La plage de Saint Gilles est une bande de sable doré miraculeusement sauvegardée de la voracité des roches noires volcaniques. Elle s’adosse à la pente qui du Grand Bénare et du Maido  n’en finit pas de plonger dans l’Océan.

Le soleil règne sur la plage de Saint Gilles. Le matin, il naît dans les Hauts. A mesure que le jour s’avance et que les nuages s’accrochent aux pentes, il s’avance vers la mer, et une course de lenteur s’engage.
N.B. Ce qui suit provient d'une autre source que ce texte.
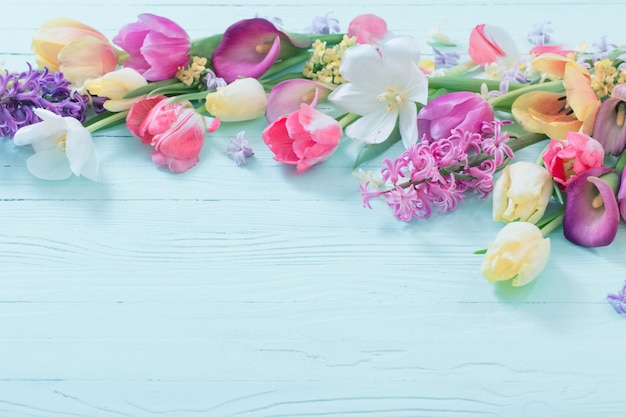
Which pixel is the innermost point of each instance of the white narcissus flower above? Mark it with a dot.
(383, 87)
(62, 145)
(522, 192)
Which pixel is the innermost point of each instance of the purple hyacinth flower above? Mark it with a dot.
(22, 93)
(591, 212)
(457, 110)
(250, 47)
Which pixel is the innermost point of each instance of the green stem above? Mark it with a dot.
(108, 121)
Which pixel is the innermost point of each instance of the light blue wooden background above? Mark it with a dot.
(254, 292)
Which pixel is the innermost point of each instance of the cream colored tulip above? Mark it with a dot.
(115, 85)
(519, 252)
(522, 193)
(243, 99)
(76, 49)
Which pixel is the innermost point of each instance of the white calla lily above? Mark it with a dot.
(62, 145)
(383, 87)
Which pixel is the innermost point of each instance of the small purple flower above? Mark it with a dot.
(239, 149)
(323, 25)
(618, 301)
(445, 59)
(540, 35)
(21, 93)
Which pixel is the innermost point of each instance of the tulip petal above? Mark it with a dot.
(586, 222)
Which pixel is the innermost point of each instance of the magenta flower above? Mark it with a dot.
(250, 47)
(591, 212)
(610, 129)
(443, 114)
(156, 46)
(304, 138)
(287, 96)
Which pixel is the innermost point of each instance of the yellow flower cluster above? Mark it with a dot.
(605, 77)
(193, 72)
(324, 63)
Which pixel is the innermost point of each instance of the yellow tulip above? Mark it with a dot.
(114, 86)
(522, 193)
(519, 252)
(243, 99)
(76, 49)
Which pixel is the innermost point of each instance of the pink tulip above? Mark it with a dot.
(451, 111)
(489, 44)
(566, 159)
(176, 131)
(287, 96)
(156, 46)
(369, 29)
(304, 138)
(250, 47)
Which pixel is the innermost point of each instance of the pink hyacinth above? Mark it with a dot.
(156, 46)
Généralement, le soleil esquive les nuages et brille jusqu’à rejoindre l’horizon et disparaître en un crépuscule somptueux. A midi, la luminosité est exceptionnelle, et exaspère les contrastes de couleurs, du noir de la roche à l’or du sable, du bleu profond de l’Océan au vert de la Canne, sur les hauteurs.

La plage de Saint Gilles est un lieu où alternent chaleur torride et immersions bienfaisantes. Elle est un lieu où se montrent et se regardent les corps, dans la grâce particulière des vacances tropicales.
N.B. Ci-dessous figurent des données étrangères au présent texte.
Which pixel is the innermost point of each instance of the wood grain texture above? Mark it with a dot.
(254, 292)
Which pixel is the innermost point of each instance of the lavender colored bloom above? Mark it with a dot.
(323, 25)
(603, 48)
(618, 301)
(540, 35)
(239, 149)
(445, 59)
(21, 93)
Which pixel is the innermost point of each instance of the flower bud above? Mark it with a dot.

On trouve sur la plage de Saint Gilles toutes les générations, des plus jeunes enfants à des personnes âgées. On trouve des personnes seules, des bandes de jeunes, des couples et des familles nombreuses. On trouve des français, des allemands et des italiens, des créoles et des zoreils, des vacanciers et des résidents. On y trouve toutes sortes de races et toutes sortes d’accents. Certains amateurs de plage sont déjà cuits par le soleil, d’autres se frictionnent de crème.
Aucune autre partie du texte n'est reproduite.